By the way, RCJC charges inmates $1 per day (toward the $58/day that their incarceration costs). They could charge as much as $3 per day. If these charges aren’t paid, the inmate can’t have commissary accounts.

 

Contrary to Orange Is The New Black, women inmates have no nail polish and no makeup—though sometimes they use M&Ms, Kool-Aid, or iodine for the purpose.

 

LINGO: a click is a phone call; a lick is a theft; a canteen girlfriend is someone who’s into a relationship for the partner’s canteen account; riding the phone means monitoring it.

 

Technically, jail is for people awaiting trial or the outcome of an appeal, and for those serving sentences up to one year, while prison is for longer incarceration; in actuality, due to prison over-crowding, inmates are sometimes in jail up to three years.

 

Gambling and bullying are strictly forbidden, but they do happen. Ditto intimate relationships among inmates.

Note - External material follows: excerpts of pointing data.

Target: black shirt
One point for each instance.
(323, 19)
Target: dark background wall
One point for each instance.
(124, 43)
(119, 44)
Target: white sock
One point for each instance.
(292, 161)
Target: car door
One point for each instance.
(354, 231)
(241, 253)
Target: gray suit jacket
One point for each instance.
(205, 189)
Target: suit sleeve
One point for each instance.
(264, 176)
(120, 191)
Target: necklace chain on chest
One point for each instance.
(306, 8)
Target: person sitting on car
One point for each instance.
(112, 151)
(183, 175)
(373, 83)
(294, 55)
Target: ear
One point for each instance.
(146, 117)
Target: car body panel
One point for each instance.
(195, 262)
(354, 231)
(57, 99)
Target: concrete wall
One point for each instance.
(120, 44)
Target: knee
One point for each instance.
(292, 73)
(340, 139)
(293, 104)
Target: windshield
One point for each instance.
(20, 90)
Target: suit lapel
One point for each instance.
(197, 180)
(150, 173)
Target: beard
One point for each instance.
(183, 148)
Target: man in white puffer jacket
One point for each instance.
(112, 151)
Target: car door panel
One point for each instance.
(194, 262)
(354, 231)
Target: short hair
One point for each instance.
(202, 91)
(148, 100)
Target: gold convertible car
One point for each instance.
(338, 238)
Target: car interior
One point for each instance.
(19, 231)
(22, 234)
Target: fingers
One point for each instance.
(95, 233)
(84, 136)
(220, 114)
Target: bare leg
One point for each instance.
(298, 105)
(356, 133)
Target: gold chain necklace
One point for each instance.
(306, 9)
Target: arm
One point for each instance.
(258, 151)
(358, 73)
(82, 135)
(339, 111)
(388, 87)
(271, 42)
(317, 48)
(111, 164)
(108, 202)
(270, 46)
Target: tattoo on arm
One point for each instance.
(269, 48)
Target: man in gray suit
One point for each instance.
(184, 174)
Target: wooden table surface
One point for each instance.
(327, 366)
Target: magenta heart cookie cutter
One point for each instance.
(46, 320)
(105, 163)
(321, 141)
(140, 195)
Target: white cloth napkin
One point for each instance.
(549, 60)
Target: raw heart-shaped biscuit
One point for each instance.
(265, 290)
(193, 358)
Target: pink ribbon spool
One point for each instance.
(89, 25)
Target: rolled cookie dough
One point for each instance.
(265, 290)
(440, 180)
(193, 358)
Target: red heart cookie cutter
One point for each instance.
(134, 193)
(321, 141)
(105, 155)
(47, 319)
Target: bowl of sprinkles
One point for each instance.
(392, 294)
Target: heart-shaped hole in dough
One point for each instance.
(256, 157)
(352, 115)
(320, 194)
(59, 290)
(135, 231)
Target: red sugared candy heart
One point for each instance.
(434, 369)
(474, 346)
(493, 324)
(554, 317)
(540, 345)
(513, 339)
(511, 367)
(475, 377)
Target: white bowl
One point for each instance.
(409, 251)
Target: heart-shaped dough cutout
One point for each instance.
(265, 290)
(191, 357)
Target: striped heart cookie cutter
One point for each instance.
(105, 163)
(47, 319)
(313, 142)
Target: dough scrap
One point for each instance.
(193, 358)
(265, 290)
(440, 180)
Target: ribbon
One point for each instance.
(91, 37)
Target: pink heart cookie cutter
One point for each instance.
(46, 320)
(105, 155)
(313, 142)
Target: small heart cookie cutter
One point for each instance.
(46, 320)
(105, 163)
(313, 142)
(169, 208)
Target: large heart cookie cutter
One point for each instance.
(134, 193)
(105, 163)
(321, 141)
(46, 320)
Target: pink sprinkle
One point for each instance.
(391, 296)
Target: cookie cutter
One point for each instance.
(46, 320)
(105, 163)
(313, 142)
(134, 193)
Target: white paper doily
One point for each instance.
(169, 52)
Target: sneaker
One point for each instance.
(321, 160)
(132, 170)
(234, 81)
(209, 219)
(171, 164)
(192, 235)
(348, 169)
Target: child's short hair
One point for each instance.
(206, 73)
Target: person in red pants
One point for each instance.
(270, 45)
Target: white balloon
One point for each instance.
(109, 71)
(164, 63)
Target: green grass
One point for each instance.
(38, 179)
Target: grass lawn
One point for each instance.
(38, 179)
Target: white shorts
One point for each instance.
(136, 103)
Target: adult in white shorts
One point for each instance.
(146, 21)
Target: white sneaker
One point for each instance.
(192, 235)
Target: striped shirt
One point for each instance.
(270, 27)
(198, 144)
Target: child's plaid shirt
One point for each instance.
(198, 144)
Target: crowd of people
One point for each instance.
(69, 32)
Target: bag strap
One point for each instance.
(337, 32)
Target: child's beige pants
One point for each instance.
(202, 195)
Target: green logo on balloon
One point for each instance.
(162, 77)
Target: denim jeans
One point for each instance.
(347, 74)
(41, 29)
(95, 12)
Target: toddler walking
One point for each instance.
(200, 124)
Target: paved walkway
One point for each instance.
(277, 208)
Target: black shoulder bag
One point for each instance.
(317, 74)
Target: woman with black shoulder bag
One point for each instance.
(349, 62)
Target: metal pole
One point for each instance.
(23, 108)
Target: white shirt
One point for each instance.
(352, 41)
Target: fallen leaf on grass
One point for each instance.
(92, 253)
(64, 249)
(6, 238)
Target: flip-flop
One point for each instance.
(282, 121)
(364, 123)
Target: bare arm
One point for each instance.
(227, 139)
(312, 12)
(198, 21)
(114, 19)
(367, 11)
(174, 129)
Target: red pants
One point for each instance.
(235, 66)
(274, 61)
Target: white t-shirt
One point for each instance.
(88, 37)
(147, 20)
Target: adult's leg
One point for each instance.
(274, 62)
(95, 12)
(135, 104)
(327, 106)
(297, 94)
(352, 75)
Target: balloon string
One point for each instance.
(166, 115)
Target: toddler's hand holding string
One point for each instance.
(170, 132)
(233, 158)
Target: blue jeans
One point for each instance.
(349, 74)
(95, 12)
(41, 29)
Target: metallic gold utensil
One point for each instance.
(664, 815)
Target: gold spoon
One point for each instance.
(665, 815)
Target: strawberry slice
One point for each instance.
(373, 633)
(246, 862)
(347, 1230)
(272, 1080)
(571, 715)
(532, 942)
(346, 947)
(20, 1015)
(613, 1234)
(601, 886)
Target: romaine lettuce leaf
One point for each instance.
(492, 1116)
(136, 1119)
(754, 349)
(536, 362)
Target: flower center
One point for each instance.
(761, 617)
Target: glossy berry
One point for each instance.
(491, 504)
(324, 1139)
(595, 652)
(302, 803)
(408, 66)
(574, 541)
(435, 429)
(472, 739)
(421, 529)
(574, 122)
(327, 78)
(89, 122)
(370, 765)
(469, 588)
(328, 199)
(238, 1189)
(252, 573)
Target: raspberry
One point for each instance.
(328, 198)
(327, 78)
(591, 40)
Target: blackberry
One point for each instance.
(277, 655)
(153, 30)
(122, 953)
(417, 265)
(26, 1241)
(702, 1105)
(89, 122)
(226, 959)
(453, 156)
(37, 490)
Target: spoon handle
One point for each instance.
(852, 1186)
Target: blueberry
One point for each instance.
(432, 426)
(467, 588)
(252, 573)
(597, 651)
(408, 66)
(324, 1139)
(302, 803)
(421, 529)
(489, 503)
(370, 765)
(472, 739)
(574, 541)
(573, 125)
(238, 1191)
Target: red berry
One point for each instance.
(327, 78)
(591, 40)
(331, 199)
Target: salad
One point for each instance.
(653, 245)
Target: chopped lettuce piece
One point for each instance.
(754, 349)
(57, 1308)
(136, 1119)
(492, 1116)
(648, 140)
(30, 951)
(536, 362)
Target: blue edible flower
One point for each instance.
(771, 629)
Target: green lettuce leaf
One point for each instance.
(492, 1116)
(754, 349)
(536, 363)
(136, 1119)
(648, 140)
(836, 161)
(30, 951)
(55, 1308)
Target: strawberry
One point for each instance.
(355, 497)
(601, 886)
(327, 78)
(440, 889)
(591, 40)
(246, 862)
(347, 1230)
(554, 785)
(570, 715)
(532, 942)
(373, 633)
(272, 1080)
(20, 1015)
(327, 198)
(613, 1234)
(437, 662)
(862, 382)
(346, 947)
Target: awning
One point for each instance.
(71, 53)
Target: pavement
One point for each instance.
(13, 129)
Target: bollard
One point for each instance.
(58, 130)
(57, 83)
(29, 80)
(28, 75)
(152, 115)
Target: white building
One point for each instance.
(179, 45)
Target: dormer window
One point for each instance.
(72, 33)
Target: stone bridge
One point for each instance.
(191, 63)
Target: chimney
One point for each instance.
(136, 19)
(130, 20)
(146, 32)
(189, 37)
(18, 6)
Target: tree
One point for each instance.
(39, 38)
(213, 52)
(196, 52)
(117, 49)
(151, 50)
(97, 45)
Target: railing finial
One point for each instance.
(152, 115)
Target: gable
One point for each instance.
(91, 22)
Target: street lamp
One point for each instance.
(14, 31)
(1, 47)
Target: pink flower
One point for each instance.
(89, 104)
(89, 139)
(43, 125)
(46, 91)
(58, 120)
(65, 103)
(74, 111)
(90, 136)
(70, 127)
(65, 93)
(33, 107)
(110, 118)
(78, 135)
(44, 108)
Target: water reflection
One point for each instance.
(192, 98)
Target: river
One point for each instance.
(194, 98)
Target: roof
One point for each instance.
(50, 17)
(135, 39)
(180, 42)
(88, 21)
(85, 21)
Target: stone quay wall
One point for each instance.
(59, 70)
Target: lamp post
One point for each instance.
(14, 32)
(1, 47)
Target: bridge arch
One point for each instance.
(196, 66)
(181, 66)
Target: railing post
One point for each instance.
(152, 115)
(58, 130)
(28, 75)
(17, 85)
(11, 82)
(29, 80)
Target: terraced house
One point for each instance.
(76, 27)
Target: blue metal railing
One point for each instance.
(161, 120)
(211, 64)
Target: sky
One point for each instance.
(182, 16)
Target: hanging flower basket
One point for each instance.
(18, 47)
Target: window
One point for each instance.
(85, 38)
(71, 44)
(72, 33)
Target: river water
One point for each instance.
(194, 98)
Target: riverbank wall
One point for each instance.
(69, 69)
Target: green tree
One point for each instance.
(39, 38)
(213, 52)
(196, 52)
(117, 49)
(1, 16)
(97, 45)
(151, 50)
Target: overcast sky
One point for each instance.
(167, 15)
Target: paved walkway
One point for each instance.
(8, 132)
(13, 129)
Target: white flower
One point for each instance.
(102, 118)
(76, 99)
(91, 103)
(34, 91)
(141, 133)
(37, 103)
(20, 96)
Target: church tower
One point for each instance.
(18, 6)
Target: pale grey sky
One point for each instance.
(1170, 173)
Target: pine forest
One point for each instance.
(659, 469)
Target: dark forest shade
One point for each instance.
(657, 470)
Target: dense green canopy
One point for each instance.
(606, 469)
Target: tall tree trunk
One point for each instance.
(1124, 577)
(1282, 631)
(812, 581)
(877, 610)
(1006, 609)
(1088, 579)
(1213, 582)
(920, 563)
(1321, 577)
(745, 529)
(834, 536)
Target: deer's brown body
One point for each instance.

And there’s more: the distinction between public defenders and court-appointed attorneys. The gangs that “own” the phones in the general population. The nine arresting bodies that bring people to the RCJC. The total lack of privacy for phone calls or during visitations—and what people say or do anyway! Inmates and visitors who expose themselves. The girlfriend who calls and barks for fifteen minutes while her incarcerated boyfriend tends to his arousal.

 

Two things in particular that inmates said stuck with me.

  • Not all inmates are bad people; they’re people who made bad choices.
  • You aren’t your crime.
In short, there’s nothing like being there. Get thee to jail, pen and paper at hand! And be sure to appreciate the access. Thank you, RCJC! Special thanks to Sarah Scarbrough, who conducted the tour.